6.2 - A imputação do pagamento pode ser feita:
a) Pelo devedor: CC. arts. 314, 352 e 353,
b) Pelo credor: CC. art. 353
c) Em razão de determinação legal: CC art. 355
7 - DAÇÃO EM PAGAMENTO: CC. ARTS. 356 A 359
A doação em pagamento é um acordo firmado entre devedor e credor, por via da qual o credor concorda em receber do devedor, para desobrigá-lo de uma dívida, objeto distinto daquele que constituiu a obrigação. Seus requisitos são:
a) existência de um débito vencido;
b) intenção de solver o débito;
c) diversidade do objeto oferecido em relação ao devido;
d) concordância do credor: expressa ou tácita.
Há quem diga que a dação em pagamento é uma novação subjetiva, todavia não o é porque extingue a obrigação sem criar uma nova.
8 - NOVAÇÃO: CC. ARTS. 360 A 367
Novação é a substituição de uma dívida por outra, ocorrendo a mera substituição e não a extinção da obrigação. È um ato que cria uma nova obrigação destinada a extinguir a precedente, substituindo-a.
Art. 360. Dá-se a novação:
I - quando o devedor contrai com o credor nova dívida para extinguir e substituir a anterior;
II - quando novo devedor sucede ao antigo, ficando este quite com o credor;
III - quando, em virtude de obrigação nova, outro credor é substituído ao antigo, ficando o
devedor quite com este.
8.1 - Para que ela ocorra será preciso:
a) Existência de obrigação anterior, que se extingue com a constituição de nova, que vem a substituíla (obligatio novanda);
b) Criação dessa nova obrigação, em substituição à anterior, que se extingue;
c) Capacidade, legitimação e intenção de novar;
8.2 - São três os modos pelos quais se opera a novação:
a) Pela mudança de objeto da prestação;
b) Pela mudança do devedor;
c) Pela mudança do credor.
8.3 - Assim, podemos concluir que a novação pode ser:
a) Objetiva ou real: quando há mutação do objeto devido entre as mesmas partes (CC., art. 360, I)
b) Subjetiva ou pessoal: quando há mutação de um ou ambos os sujeitos da obrigação: novação subjetiva ativa (CC., art. 360, III) e novação subjetiva passiva por delegação (CC., art. 360, II) ou por expromissão (CC., art. 362).
8.4 - Vale mencionar que não se caracteriza novação:
a) Quando for feita simples redução do montante da dívida;
b) Mera tolerância do credor não importa manifestação da vontade de novar;
c) Não ocorre novação quando o credor tolera que o devedor lhe pague parceladamente;
d) Quando há modificação da taxa de juros.
Em resumo, intenção de novar não se presume.

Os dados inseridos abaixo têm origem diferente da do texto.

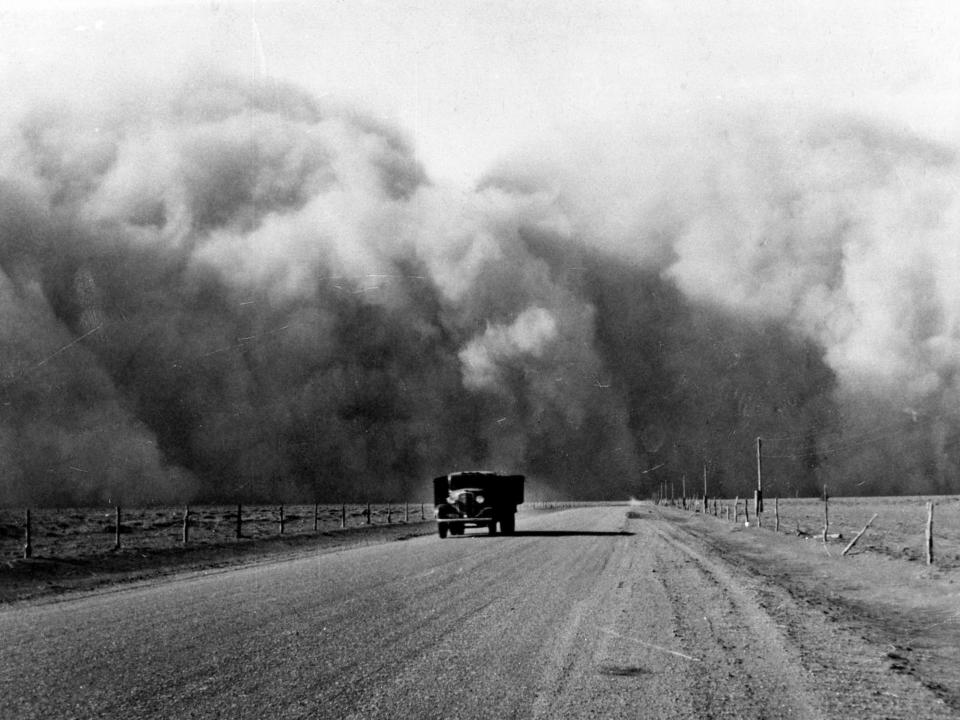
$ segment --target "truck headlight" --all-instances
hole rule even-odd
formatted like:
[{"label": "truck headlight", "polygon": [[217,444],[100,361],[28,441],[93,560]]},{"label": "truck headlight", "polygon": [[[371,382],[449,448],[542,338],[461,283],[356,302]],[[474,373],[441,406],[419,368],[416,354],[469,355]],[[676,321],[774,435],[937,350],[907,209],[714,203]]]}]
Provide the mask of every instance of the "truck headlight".
[{"label": "truck headlight", "polygon": [[483,505],[483,495],[477,495],[475,499],[478,505]]}]

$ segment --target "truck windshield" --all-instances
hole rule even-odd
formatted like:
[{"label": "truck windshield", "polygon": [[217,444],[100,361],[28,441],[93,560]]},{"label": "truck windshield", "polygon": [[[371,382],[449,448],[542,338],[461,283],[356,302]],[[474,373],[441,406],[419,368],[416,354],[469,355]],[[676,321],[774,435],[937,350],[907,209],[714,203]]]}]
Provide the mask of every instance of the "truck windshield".
[{"label": "truck windshield", "polygon": [[454,475],[450,478],[451,490],[462,490],[463,488],[483,488],[490,484],[493,475],[481,473],[470,473],[469,475]]}]

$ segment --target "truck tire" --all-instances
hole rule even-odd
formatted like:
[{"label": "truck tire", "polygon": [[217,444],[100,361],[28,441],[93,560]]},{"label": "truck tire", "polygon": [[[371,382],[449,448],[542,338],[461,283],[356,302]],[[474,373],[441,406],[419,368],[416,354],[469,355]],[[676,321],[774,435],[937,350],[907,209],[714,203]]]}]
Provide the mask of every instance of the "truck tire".
[{"label": "truck tire", "polygon": [[510,513],[509,515],[501,516],[500,532],[502,532],[504,535],[513,535],[513,531],[515,529],[514,520],[515,520],[515,517],[513,513]]},{"label": "truck tire", "polygon": [[450,526],[451,535],[463,535],[463,523],[453,523]]},{"label": "truck tire", "polygon": [[490,534],[491,534],[491,535],[496,535],[496,534],[497,534],[497,521],[496,521],[496,520],[491,520],[491,521],[490,521],[490,524],[487,525],[487,528],[490,530]]},{"label": "truck tire", "polygon": [[441,540],[443,540],[447,536],[446,523],[437,523],[437,534],[440,536]]}]

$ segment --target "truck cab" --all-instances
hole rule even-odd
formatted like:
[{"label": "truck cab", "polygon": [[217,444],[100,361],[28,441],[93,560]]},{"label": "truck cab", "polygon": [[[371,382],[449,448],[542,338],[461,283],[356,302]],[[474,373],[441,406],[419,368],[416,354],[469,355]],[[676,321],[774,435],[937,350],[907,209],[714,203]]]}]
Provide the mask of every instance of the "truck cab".
[{"label": "truck cab", "polygon": [[437,533],[445,538],[462,535],[467,527],[485,527],[494,535],[516,528],[517,506],[523,503],[523,475],[500,475],[490,470],[466,470],[433,480]]}]

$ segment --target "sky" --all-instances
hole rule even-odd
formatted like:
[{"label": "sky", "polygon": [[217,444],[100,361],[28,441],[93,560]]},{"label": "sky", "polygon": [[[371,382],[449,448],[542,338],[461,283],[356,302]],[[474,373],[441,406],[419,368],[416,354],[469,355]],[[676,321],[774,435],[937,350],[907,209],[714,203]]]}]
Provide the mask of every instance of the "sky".
[{"label": "sky", "polygon": [[465,184],[585,128],[758,105],[960,140],[960,10],[944,1],[0,4],[0,79],[26,95],[93,98],[198,62],[362,107]]}]

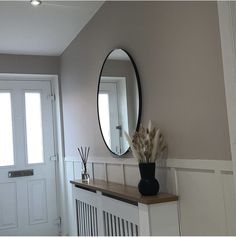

Deve ser expressamente declarada pelas partes, ou resultar, de modo inequívoco, da natureza das obrigações, inconciliáveis entre si. Não havendo ânimo de novar, a segunda obrigação confirma simplesmente a primeira.
9 - CONFUSÃO
A obrigação pressupõe a existência de dois sujeitos: o ativo e o passivo. Credor e devedor devem ser pessoas diferentes. Se essas duas qualidades, por alguma circunstância, encontrarem-se em uma só pessoa, extingue-se a obrigação, porque ninguém pode ser juridicamente obrigado para consigo mesmo ou propor demanda contra si próprio.
Em razão desse princípio, dispõe o art. 381 do Código Civil: "Extingue-se a obrigação, desde que na mesma pessoa se confundam as qualidades de credor e devedor". Na compensação, há dualidade de sujeitos, com créditos e débitos opostos, que se extinguem reciprocamente, até onde se defrontarem. Na confusão, reúnem-se numa só pessoa as duas qualidades, de credor e devedor, ocasionando a extinção da obrigação.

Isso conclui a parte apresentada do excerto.